Tutorial: Train and deploy an image classification model with an example Jupyter Notebook

APPLIES TO: Python SDK azureml v1

In this tutorial, you train a machine learning model on remote compute resources. You use the training and deployment workflow for Azure Machine Learning in a Python Jupyter Notebook. You can then use the notebook as a template to train your own machine learning model with your own data.

This tutorial trains a simple logistic regression by using the MNIST dataset and scikit-learn with Azure Machine Learning. MNIST is a popular dataset consisting of 70,000 grayscale images. Each image is a handwritten digit of 28 x 28 pixels, representing a number from zero to nine. The goal is to create a multi-class classifier to identify the digit a given image represents.

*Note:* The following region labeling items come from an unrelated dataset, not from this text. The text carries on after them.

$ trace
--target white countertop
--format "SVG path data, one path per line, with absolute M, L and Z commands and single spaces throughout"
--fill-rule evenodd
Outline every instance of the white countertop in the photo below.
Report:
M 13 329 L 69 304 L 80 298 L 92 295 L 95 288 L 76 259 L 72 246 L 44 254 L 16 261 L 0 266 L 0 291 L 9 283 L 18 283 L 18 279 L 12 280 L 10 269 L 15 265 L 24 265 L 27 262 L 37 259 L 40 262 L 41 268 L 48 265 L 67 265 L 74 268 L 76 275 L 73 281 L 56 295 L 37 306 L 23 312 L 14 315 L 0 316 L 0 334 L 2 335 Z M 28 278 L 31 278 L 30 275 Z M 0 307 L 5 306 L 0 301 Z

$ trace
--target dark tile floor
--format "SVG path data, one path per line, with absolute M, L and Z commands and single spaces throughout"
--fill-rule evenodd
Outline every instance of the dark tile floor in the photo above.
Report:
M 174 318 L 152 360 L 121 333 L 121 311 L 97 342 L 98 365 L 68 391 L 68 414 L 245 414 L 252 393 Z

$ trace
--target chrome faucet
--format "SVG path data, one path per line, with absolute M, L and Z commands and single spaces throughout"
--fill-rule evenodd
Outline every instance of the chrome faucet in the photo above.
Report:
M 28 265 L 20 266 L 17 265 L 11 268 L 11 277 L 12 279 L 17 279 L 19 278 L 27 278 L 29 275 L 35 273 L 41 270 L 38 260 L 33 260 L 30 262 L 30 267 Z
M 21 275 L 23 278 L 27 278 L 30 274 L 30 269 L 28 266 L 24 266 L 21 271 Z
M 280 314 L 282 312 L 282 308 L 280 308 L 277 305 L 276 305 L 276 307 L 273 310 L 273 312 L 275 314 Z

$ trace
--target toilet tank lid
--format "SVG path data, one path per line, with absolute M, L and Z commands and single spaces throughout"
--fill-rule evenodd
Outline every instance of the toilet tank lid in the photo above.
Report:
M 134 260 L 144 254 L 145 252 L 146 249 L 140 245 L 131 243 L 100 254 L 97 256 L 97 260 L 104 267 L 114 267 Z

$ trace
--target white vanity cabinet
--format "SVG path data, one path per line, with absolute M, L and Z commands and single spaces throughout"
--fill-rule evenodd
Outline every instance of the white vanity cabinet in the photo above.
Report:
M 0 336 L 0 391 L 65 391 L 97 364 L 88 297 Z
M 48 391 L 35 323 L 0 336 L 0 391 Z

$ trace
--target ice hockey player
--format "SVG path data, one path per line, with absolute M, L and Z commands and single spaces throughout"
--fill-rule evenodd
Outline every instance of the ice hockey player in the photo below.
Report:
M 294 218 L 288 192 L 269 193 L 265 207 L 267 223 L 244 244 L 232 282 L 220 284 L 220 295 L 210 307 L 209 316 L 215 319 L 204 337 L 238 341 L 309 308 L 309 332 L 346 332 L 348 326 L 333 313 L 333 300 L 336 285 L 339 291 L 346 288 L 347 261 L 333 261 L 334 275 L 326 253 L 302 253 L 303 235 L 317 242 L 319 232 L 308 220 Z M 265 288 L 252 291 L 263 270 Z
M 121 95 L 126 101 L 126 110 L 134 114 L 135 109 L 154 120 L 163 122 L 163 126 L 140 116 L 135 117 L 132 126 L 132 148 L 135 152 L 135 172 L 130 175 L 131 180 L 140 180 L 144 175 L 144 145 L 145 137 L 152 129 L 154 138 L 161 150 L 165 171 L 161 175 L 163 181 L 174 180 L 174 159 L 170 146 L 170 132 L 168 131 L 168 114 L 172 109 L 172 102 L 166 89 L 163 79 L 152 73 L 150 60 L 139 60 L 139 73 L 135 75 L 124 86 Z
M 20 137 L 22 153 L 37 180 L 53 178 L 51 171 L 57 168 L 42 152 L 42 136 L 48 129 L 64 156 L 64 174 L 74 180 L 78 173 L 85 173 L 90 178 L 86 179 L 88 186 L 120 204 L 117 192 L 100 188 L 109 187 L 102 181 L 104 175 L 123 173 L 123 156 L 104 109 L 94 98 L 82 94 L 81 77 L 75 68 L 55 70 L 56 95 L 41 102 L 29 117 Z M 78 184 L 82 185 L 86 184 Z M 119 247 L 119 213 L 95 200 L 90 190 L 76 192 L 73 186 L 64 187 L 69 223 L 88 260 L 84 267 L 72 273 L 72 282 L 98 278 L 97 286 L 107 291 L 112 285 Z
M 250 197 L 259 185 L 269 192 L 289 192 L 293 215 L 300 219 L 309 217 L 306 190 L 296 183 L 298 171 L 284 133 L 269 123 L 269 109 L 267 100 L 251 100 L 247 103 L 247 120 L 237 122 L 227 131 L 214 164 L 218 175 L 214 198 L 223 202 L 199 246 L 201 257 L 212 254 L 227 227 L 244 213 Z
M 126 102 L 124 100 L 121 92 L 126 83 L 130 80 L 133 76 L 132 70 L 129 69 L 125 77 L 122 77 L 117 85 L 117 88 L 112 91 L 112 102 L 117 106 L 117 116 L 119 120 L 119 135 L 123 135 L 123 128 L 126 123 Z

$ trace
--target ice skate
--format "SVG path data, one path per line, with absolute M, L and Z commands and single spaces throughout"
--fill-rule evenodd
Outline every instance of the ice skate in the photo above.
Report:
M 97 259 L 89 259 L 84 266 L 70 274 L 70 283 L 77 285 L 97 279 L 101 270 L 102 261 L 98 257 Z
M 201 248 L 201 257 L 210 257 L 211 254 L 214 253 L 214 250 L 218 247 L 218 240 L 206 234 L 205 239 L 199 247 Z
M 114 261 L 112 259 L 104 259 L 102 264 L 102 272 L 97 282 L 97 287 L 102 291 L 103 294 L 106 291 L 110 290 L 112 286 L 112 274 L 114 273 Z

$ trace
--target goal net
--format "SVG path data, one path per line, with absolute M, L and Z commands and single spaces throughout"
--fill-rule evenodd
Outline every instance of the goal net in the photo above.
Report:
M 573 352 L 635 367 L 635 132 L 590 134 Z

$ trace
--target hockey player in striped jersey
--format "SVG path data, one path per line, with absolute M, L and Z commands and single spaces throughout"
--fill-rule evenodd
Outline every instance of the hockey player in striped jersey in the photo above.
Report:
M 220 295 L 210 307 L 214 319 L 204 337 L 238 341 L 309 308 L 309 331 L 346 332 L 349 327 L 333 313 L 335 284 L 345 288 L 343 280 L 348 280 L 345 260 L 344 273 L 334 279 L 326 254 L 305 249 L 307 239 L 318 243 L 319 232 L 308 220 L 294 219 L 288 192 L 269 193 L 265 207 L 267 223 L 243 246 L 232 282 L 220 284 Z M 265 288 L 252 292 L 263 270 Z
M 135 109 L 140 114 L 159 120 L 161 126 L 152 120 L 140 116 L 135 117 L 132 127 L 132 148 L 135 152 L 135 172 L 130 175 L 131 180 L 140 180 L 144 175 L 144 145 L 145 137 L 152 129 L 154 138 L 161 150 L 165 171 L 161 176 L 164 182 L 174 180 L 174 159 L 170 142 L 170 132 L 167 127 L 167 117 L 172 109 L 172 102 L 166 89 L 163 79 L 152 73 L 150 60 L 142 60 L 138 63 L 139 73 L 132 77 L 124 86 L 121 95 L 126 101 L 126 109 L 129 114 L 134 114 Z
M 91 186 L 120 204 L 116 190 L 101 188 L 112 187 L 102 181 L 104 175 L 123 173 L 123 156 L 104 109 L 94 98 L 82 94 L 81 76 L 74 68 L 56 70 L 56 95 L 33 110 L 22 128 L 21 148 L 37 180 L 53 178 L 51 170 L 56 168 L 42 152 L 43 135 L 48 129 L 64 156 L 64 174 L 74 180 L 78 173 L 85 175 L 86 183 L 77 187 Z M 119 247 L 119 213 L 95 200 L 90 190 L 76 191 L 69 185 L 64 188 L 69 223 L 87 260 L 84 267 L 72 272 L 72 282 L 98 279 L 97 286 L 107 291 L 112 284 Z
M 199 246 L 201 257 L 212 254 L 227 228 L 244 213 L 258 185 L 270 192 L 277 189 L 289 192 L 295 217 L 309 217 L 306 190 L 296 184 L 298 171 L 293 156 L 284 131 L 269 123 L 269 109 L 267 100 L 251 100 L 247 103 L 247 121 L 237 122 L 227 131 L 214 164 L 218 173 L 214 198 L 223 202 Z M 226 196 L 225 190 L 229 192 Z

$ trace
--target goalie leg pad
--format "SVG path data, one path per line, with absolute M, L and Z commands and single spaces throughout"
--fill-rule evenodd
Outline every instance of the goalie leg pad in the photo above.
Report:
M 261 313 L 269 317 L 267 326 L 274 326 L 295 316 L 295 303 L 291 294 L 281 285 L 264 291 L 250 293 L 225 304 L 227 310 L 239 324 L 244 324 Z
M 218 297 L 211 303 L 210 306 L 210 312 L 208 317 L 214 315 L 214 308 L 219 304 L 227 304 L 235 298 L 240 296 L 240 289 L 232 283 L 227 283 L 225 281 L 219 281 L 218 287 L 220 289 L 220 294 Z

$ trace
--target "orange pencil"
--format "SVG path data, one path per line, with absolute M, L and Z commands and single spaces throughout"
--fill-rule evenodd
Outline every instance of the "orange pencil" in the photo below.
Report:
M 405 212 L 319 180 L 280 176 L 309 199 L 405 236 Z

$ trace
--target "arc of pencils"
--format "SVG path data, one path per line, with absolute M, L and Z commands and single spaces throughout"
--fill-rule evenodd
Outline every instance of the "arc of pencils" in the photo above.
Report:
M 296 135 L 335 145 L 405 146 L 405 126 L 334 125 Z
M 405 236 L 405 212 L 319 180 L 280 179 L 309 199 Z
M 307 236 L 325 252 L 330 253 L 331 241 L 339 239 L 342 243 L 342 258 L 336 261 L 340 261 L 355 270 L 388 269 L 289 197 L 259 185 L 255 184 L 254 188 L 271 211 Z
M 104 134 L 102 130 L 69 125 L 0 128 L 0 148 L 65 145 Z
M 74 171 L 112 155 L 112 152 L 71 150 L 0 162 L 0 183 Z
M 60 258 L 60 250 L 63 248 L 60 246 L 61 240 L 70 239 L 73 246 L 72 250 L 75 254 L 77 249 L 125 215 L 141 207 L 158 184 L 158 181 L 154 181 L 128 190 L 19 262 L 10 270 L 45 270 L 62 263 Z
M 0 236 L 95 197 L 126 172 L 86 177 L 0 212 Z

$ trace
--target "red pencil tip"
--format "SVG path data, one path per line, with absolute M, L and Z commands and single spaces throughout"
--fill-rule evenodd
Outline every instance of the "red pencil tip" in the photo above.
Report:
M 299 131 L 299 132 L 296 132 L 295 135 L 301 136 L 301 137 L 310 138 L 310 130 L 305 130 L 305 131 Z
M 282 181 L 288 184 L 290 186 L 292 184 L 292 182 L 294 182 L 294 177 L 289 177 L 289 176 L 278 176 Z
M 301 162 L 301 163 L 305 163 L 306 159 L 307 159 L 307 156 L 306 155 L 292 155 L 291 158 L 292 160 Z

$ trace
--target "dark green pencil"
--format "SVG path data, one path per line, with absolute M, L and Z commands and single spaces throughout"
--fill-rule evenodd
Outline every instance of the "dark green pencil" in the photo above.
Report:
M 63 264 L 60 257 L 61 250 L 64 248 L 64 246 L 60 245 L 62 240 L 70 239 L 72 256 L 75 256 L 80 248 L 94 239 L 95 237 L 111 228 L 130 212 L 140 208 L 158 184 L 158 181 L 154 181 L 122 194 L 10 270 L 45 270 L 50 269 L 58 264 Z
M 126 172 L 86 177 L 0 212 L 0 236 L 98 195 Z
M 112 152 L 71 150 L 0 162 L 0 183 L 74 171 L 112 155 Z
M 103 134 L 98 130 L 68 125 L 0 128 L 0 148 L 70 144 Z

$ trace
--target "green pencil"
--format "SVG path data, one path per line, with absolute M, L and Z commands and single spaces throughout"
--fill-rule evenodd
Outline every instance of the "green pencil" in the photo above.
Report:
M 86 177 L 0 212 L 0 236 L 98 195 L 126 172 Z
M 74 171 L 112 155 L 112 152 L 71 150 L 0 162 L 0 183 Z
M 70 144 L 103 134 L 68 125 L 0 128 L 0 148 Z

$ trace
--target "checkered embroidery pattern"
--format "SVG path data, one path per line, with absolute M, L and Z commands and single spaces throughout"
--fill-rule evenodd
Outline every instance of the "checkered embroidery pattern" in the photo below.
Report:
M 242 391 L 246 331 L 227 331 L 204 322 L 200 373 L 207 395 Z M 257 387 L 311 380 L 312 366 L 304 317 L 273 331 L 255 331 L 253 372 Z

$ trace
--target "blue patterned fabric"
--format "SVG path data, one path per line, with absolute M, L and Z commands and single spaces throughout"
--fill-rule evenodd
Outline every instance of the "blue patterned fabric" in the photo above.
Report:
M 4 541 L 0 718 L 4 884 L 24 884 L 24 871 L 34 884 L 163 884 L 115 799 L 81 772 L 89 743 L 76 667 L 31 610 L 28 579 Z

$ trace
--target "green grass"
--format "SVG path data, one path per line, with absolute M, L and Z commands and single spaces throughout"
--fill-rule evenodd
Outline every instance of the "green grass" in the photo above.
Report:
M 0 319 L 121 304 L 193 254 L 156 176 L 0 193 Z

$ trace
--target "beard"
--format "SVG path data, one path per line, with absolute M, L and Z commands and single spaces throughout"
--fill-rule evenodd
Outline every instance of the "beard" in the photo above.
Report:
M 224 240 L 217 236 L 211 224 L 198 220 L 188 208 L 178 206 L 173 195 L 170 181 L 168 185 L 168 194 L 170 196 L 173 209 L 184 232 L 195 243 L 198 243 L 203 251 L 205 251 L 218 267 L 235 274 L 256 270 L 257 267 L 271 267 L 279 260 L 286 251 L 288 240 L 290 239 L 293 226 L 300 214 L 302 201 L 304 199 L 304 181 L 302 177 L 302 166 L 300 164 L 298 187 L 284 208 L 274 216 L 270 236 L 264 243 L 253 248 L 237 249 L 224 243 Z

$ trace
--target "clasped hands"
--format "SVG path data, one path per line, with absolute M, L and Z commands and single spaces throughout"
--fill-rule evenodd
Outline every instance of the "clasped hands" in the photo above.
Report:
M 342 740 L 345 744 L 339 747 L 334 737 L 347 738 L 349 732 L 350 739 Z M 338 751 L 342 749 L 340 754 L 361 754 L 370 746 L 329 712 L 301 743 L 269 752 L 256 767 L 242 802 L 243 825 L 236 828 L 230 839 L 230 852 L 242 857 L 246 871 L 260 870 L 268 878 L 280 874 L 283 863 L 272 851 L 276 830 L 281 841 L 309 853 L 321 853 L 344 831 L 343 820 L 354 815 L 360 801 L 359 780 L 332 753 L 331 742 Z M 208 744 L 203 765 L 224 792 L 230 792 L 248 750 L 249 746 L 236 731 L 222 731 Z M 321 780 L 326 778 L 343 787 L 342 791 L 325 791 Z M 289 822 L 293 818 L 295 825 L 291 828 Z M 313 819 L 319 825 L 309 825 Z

Learn how to take the following actions:

  • Download a dataset and look at the data.
  • Train an image classification model and log metrics using MLflow.
  • Deploy the model to do real-time inference.

Prerequisites

Run a notebook from your workspace

Azure Machine Learning includes a cloud notebook server in your workspace for an install-free and preconfigured experience. Use your own environment if you prefer to have control over your environment, packages, and dependencies.

Clone a notebook folder

You complete the following experiment setup and run steps in Azure Machine Learning studio. This consolidated interface includes machine learning tools to perform data science scenarios for data science practitioners of all skill levels.

  1. Sign in to Azure Machine Learning studio.

  2. Select your subscription and the workspace you created.

  3. On the left, select Notebooks.

  4. At the top, select the Samples tab.

  5. Open the SDK v1 folder.

  6. Select the ... button at the right of the tutorials folder, and then select Clone.

    Screenshot that shows the Clone tutorials folder.

  7. A list of folders shows each user who accesses the workspace. Select your folder to clone the tutorials folder there.

Open the cloned notebook

  1. Open the tutorials folder that was cloned into your User files section.

  2. Select the quickstart-azureml-in-10mins.ipynb file from your tutorials/compute-instance-quickstarts/quickstart-azureml-in-10mins folder.

    Screenshot shows the Open tutorials folder.

Install packages

Once the compute instance is running and the kernel appears, add a new code cell to install packages needed for this tutorial.

  1. At the top of the notebook, add a code cell. Screenshot of add code cell for notebook.

  2. Add the following into the cell and then run the cell, either by using the Run tool or by using Shift+Enter.

    %pip install scikit-learn==0.22.1
    %pip install scipy==1.5.2
    

You may see a few install warnings. These can safely be ignored.

Run the notebook

This tutorial and accompanying utils.py file is also available on GitHub if you wish to use it on your own local environment. If you aren't using the compute instance, add %pip install azureml-sdk[notebooks] azureml-opendatasets matplotlib to the install above.

Important

The rest of this article contains the same content as you see in the notebook.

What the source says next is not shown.